In setting up my development system, I noted a huge change in the default security setup for Internet Information Server (IIS) 6.0: It is now appropriately paranoid. For starters, IIS 6.0 is not installed during the initial configuration, because this would leave unnecessary listening ports running on the system if IIS were not required for a particular application. Microsoft has adopted a long-honored firewall-programming strategy--that which is not specifically allowed is denied--which is a complete about-face from the lax default security settings in IIS 5.0.

Using Windows Server 2003's Manage Your Server wizard, I installed and then removed Active Directory, DNS, POP3, and SMTP several times from my development system. Such moves would have been a kiss of death for NT 4.0, with its option-pack approach. Windows 2000 would have fared better than NT 4.0, but it would have required a manual, potentially error-prone process. When my shakeup was complete, Server 2003 was running perfectly. I left it running as my primary Web server, and six months later the event logs are still clean and the system has not had to be rebooted.
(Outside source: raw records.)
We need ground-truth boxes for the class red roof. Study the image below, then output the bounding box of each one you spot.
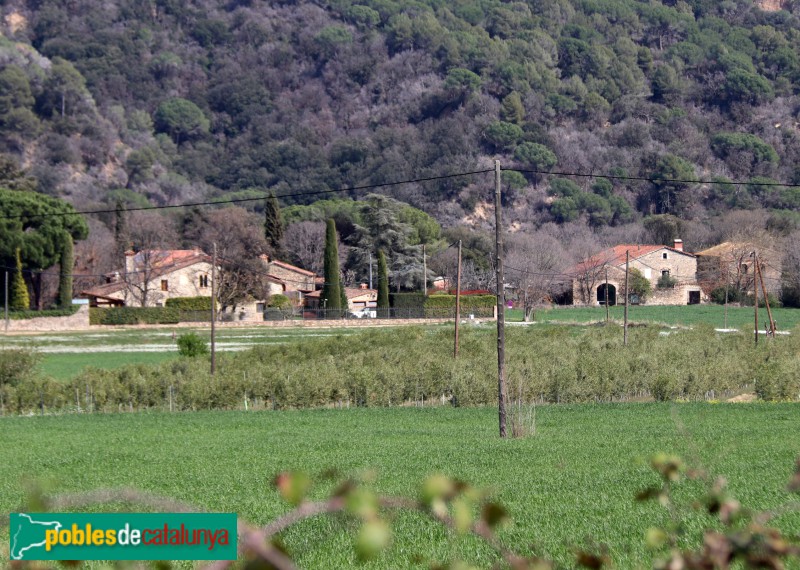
[269,260,316,277]
[571,244,696,273]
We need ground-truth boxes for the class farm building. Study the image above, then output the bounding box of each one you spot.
[570,240,706,305]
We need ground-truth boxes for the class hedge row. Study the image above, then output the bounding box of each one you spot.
[164,297,211,311]
[0,305,81,321]
[0,326,800,413]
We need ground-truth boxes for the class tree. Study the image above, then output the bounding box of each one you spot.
[8,248,31,311]
[0,188,89,309]
[322,219,347,310]
[264,194,283,255]
[378,249,389,310]
[58,234,75,309]
[153,97,211,144]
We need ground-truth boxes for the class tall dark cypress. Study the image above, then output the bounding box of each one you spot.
[322,219,342,310]
[58,233,75,309]
[264,194,283,254]
[378,249,389,309]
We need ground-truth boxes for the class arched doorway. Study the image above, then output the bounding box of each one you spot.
[597,283,617,307]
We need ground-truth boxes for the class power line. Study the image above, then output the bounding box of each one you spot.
[503,168,798,188]
[0,169,494,220]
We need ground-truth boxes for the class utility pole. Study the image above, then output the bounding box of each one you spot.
[3,271,8,333]
[756,264,775,338]
[494,160,508,437]
[753,251,758,344]
[622,250,631,346]
[211,242,217,376]
[422,243,428,297]
[453,240,461,358]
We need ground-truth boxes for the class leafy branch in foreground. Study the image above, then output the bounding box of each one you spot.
[4,454,800,570]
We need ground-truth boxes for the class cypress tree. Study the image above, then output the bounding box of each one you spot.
[8,248,31,311]
[378,249,389,312]
[322,219,342,310]
[58,234,75,309]
[264,194,283,253]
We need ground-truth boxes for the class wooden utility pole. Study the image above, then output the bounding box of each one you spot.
[453,240,461,358]
[422,243,428,297]
[753,251,758,344]
[756,258,775,332]
[622,250,631,346]
[211,242,217,376]
[494,160,508,437]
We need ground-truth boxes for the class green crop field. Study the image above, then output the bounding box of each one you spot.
[0,404,800,569]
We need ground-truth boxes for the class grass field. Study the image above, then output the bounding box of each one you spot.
[0,404,800,569]
[0,327,368,380]
[506,305,800,331]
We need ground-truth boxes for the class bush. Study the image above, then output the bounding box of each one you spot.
[165,297,211,311]
[178,332,208,358]
[8,305,80,321]
[89,307,181,325]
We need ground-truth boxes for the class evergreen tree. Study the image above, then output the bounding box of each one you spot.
[8,248,31,311]
[378,249,389,312]
[58,234,75,309]
[264,194,283,254]
[322,219,342,310]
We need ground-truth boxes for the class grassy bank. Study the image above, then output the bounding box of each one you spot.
[0,324,800,413]
[0,404,800,568]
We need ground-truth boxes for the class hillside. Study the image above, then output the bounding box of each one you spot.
[0,0,800,253]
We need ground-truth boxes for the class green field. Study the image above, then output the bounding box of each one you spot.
[0,404,800,568]
[506,305,800,331]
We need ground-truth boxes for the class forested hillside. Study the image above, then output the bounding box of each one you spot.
[0,0,800,292]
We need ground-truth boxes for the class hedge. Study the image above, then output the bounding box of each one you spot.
[165,297,211,311]
[89,307,181,325]
[0,305,81,321]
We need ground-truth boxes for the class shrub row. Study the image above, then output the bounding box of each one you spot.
[0,326,800,413]
[164,297,211,311]
[5,305,81,321]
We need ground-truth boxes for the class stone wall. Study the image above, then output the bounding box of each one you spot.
[1,305,89,333]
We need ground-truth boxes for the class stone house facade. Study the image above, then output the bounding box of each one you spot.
[571,240,708,306]
[81,250,212,307]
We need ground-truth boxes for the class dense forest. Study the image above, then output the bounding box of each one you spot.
[0,0,800,302]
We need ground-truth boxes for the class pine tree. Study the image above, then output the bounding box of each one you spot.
[264,194,283,254]
[58,234,75,309]
[322,219,342,310]
[8,248,31,311]
[378,249,389,313]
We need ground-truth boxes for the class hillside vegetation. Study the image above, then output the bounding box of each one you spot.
[0,0,800,227]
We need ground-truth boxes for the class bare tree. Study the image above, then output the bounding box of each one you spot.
[184,206,269,309]
[506,232,566,321]
[121,212,178,307]
[283,222,325,275]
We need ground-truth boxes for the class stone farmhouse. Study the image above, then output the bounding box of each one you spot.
[81,249,316,320]
[571,240,707,306]
[81,249,217,307]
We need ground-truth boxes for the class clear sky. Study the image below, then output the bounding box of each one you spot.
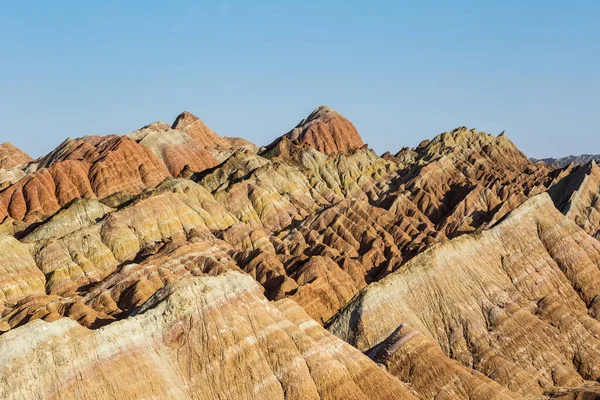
[0,0,600,157]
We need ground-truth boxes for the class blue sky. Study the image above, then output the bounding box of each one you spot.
[0,0,600,157]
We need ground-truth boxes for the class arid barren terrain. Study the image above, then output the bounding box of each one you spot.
[0,106,600,400]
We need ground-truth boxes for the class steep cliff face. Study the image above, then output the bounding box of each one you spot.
[269,106,364,154]
[0,142,33,169]
[172,111,231,150]
[548,161,600,239]
[0,107,600,399]
[328,194,600,395]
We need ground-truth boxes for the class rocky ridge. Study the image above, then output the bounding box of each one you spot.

I installed two more machines so I could test specific productivity features. They too continue to run beautifully, despite my best attempts to do them in with ADSI (Active Directory Service Interfaces), the new Group Policy Management Console, and several of the new scripting tools. Speaking as an occasional Microsoft critic, I am duly impressed.

AD Improvements

The largest single consideration in migrating to Windows Server 2003 is the cost of going to Active Directory. Do the improvements in AD save money and make the migration easier? Not exactly: The changes are only marginal. The single greatest hurdle to adopting AD is the tremendous amount of training required for the technical staff. This being the case, I don't see a significant change in the cost of retraining the IT staff--even if Server 2003 provides better migration tools.